Originally Posted by campnqueen
Thoughts? Comments? Warnings?
Paula and Ken,
Remember that a GFCI outlet compares the return current on the neutral (white) wire to the supplied current on the hot (black) wire in order to determine if you have a high resistance short (you in the circuit) or a high resistance loss (loose wire) that could cause a fire due to heat burning up the wires. For comparison, a Circuit breaker protects you from LOW resistance current loss (dead short or high current draw).
The GFCI outlet by Code is the first outlet that requires protection (like by a sink) and by it's nature ALL outlets downstream from the GFCI also receive that protection. Replacing a GFCI outlet with a NON-GFCI outlet is not only a violation of the electrical code; it is down right unsafe.
As to why a GFCI will trip under load has to do with that comparison we were talking about. If there is a high resistance connection at that outlet or any outlet downstream, the GFCI will trip off line.
So, with the circuit's power breaker turned off, check:
1) all connections behind the wall plate for looseness and corrosion. This is harder to do than you might think since they are "push in" connections and you might have a bad one. Wiggle each wire and see if it moves in the hole. If it does it needs to be replaced. (If this is the GFCI, it must be replaced with a GFCI)

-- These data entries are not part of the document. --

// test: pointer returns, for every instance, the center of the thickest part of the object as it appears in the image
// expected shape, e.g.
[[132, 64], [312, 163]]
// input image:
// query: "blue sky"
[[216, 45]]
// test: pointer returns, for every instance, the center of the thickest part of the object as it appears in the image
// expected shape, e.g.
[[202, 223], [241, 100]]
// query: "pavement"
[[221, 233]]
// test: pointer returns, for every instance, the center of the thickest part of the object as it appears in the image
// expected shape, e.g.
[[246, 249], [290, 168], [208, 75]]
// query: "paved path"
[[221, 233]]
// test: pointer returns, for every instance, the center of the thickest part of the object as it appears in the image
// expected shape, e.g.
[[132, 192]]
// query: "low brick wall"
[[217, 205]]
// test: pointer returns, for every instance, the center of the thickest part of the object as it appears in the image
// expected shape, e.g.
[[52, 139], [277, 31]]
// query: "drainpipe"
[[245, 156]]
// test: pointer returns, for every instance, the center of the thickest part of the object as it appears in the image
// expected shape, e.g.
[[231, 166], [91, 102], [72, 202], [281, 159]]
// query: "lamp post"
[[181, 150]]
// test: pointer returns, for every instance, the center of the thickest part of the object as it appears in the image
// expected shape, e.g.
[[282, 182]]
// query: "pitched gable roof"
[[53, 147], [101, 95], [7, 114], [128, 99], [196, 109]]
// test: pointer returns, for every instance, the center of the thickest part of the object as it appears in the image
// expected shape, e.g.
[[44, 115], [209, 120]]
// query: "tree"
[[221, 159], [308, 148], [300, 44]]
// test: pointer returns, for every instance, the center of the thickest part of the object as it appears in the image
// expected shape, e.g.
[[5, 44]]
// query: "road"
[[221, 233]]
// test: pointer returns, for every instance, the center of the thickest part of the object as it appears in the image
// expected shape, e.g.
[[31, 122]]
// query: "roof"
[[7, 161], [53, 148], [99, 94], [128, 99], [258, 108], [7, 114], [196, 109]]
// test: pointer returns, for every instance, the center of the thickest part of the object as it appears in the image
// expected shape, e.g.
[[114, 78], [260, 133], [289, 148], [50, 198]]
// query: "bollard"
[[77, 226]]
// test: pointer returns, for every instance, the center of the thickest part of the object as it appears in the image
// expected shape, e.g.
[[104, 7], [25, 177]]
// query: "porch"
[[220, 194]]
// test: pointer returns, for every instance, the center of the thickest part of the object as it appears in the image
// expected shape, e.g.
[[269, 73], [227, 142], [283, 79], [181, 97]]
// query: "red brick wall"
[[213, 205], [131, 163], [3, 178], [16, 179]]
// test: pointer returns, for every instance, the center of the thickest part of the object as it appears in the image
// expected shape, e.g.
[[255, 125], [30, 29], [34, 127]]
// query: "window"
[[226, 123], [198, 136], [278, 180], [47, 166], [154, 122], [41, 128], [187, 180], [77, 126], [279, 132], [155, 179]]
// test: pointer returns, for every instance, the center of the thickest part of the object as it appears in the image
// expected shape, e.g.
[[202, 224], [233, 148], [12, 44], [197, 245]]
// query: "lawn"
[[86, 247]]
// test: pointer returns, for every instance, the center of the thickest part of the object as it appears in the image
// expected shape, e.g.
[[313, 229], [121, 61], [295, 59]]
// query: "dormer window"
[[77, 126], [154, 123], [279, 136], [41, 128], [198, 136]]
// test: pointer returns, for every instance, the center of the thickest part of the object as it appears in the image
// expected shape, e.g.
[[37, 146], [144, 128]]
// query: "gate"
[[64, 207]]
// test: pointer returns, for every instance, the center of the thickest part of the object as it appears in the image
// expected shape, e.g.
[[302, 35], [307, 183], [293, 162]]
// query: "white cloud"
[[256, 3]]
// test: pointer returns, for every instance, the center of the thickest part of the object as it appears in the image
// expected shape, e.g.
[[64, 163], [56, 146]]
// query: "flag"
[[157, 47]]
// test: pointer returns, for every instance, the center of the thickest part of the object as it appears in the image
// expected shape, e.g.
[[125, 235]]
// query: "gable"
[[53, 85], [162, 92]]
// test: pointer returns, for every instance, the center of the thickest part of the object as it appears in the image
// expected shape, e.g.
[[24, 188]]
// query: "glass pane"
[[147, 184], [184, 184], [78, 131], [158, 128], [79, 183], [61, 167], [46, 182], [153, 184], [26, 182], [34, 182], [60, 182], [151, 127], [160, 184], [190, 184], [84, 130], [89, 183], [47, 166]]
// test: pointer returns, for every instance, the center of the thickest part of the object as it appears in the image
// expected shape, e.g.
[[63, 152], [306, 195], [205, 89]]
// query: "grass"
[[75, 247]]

2) If all is tight and bright, make sure you found them all. If there are two shielded cables going into the outlet box, there is another outlet somewhere down the line. Keep looking till you find it. I had no idea I had two GFCI protected outlets on either side of the master bedroom bed because they were covered by the mattress.
3) You can not plug a GFCI protected circuit into a GFCI protected source (like some generators) because they do not play well together.